A few years ago, I discovered Ngatuhoa Naturally and I wish I had done so many years ago. This is totally different from one of my favorite places, the beach, but that has now moved to second place.

Ngatuhoa Naturally is a once-a-year get together of a group of independent naturists. During the days that there are no hikes arranged, I like to go exploring off the beaten track.

Hiking in the nude means that your preparations suddenly become a lot simpler. Put on your socks and hiking boots, put some food and plenty of drinks in your backpack together with the necessary emergency supplies and off you go.

One of my adventures this year was a continuation of previous explorations of the Ngatuhoa Stream.

At this time of the year (late January) there is often not a large flow and it is quite easy to go bolder hopping, often moving from one side of the stream to the other to find the easiest path. Sometimes it requires wading and while the water is quite cold, it is very refreshing.
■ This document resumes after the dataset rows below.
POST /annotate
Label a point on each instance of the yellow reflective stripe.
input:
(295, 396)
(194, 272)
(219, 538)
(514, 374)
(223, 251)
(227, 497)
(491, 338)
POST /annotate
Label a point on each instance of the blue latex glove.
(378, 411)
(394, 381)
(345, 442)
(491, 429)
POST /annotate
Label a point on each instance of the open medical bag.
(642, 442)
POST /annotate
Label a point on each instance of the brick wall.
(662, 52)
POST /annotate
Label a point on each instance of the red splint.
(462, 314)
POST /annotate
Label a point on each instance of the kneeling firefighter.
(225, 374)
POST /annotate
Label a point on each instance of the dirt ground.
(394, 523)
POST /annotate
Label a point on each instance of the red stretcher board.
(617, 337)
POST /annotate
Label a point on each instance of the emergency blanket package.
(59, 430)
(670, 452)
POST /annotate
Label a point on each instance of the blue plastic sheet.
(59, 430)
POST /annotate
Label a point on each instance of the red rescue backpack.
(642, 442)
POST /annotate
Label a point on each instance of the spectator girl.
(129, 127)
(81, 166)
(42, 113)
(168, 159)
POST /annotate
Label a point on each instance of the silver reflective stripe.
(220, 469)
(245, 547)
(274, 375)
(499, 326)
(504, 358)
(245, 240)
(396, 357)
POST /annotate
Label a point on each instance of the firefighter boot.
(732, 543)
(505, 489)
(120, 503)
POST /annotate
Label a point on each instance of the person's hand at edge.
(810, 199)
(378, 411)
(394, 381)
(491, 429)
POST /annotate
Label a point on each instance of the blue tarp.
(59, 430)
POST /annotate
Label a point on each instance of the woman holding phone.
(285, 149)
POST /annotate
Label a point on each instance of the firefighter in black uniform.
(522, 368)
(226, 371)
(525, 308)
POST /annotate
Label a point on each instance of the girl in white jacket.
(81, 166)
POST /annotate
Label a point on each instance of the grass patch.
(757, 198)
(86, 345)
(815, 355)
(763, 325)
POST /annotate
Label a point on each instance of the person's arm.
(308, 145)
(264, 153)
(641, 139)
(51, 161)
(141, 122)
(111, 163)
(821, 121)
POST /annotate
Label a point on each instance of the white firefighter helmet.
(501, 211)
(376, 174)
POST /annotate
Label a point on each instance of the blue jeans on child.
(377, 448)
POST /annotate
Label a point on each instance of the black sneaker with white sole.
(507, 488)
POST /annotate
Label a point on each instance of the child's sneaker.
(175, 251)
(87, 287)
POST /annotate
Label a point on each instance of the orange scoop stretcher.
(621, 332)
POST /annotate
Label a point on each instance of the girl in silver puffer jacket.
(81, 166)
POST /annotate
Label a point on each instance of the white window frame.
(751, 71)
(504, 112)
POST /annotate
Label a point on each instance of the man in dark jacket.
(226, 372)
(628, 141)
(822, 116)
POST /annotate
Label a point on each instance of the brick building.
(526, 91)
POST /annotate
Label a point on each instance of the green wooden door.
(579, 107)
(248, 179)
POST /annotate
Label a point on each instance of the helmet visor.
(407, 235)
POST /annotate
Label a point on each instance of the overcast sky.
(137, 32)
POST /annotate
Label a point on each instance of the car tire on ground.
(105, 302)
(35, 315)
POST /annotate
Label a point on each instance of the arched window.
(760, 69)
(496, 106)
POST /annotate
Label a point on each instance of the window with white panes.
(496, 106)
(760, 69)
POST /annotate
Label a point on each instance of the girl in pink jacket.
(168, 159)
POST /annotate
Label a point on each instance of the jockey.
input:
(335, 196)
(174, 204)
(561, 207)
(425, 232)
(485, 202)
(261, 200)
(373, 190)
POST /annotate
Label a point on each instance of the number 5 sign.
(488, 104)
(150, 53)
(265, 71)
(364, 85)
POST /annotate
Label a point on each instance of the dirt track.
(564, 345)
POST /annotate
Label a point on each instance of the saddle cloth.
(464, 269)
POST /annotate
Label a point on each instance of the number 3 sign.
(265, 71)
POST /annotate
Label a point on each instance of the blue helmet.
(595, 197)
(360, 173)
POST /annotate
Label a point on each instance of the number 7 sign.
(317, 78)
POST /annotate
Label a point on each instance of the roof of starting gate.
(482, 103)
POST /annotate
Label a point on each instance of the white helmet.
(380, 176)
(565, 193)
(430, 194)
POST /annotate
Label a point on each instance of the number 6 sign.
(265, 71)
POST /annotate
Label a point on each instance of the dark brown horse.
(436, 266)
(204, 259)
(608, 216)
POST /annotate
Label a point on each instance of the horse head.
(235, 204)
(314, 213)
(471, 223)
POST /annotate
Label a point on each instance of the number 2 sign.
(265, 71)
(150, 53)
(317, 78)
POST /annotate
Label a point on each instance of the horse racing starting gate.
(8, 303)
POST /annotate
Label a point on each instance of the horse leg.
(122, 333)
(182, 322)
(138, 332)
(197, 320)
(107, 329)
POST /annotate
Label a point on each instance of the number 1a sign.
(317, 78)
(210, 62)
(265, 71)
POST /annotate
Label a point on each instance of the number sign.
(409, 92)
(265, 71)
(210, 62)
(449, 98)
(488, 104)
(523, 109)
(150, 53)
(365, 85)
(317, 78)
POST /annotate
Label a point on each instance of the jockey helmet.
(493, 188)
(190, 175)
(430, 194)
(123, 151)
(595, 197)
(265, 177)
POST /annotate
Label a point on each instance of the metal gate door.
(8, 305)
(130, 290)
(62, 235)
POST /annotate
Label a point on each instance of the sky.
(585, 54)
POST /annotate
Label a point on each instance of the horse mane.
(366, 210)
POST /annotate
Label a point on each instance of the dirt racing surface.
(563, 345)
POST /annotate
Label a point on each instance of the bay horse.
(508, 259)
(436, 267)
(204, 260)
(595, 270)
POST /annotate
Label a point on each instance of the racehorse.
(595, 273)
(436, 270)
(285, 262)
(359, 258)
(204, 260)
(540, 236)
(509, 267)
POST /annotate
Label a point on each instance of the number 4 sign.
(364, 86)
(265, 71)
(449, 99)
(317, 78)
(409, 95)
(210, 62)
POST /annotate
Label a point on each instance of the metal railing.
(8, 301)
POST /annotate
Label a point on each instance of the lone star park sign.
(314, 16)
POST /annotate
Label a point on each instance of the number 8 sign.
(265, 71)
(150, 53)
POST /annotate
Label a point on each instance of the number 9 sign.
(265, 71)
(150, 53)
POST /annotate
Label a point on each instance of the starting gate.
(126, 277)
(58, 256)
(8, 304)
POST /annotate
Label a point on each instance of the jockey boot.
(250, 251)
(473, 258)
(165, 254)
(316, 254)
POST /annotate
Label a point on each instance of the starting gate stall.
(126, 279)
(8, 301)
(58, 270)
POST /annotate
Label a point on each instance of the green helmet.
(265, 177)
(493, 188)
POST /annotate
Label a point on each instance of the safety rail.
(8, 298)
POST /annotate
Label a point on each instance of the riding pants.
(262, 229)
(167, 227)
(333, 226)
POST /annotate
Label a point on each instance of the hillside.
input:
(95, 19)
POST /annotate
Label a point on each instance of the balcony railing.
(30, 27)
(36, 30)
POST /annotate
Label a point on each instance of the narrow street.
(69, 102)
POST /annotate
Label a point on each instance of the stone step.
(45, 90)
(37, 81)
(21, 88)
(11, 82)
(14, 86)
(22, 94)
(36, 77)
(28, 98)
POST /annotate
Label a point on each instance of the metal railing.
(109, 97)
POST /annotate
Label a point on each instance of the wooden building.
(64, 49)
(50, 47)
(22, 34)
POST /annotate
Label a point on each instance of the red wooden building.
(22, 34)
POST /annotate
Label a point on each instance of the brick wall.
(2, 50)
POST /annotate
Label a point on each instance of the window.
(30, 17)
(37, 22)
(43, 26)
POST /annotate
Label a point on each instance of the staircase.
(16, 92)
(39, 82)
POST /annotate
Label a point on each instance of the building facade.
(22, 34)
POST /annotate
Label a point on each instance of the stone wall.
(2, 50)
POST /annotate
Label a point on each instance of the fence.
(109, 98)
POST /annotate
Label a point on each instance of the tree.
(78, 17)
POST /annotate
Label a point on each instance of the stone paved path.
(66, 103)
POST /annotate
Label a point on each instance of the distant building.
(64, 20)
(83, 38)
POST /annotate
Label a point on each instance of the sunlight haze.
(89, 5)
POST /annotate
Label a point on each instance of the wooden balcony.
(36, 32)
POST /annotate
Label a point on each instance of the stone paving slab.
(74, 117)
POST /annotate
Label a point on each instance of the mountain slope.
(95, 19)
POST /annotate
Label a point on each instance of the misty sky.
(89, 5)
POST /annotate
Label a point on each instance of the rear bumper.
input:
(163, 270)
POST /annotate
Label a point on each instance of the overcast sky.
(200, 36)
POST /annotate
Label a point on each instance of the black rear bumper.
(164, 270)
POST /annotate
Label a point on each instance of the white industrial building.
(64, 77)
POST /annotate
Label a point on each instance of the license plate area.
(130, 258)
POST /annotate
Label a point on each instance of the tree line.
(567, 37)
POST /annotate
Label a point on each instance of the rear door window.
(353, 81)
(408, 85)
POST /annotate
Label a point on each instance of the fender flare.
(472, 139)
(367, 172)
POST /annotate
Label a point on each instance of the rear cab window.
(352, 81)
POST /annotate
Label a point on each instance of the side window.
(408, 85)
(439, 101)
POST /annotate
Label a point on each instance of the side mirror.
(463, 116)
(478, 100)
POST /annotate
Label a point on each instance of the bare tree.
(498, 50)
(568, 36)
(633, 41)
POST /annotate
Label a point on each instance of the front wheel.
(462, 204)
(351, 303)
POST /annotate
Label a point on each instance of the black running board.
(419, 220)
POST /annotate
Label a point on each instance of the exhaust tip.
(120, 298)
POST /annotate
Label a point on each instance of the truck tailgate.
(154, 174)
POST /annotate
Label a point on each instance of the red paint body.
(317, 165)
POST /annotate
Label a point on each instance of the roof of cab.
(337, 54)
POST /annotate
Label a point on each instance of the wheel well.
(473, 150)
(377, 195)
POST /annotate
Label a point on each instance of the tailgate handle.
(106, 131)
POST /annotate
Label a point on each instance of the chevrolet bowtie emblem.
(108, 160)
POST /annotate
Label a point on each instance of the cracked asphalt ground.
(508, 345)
Sometimes there are nice rock pools that provide a welcome cool down.

In the Ngatuhoa Stream there are at least four canyons that can only be crossed by swimming. Two are relatively easy, but the other two need further exploring as they appear to include rapids or waterfalls. I have scaled these by going over the top, which requires bush-bashing and steep climbs up and down hill. During one of those, I got stopped in my tracks by a sharp pain on my forehead.

A bush lawyer managed to hook into my skin and they don't let go easily. After carefully removing it, I traced it back and found that it was a shoot from a large vine that climbed all the way up to the canopy of the trees. At ground level, it was as thick as my arm. For obvious reasons, I have a huge respect for the bush lawyer.

Building on my experience from the previous years, I managed to reach the junction of the Ngatuhoa Stream with the Opuiaki River in about 4 hrs and this gave me a huge sense of achievement.

After making a number of pictures at the junction, I followed the Opuiaki River upstream to see if it was possible to get back along there to the intake dam for the hydro power scheme, from where a road leads back to Ngatuhoa Lodge. The first part was quite easy, but then it turned into an area with rapids, waterfalls and steep canyons. B

Beautiful, but progress was slow. After scaling some of the canyons and rapids, I had passed the point of no-return and pushed ahead.

Close to the time set for a search party to start looking for me, I reached the dam and sent a text to tell them I was OK, assuming they would need to find a place to get reception when sounding the alarm bells.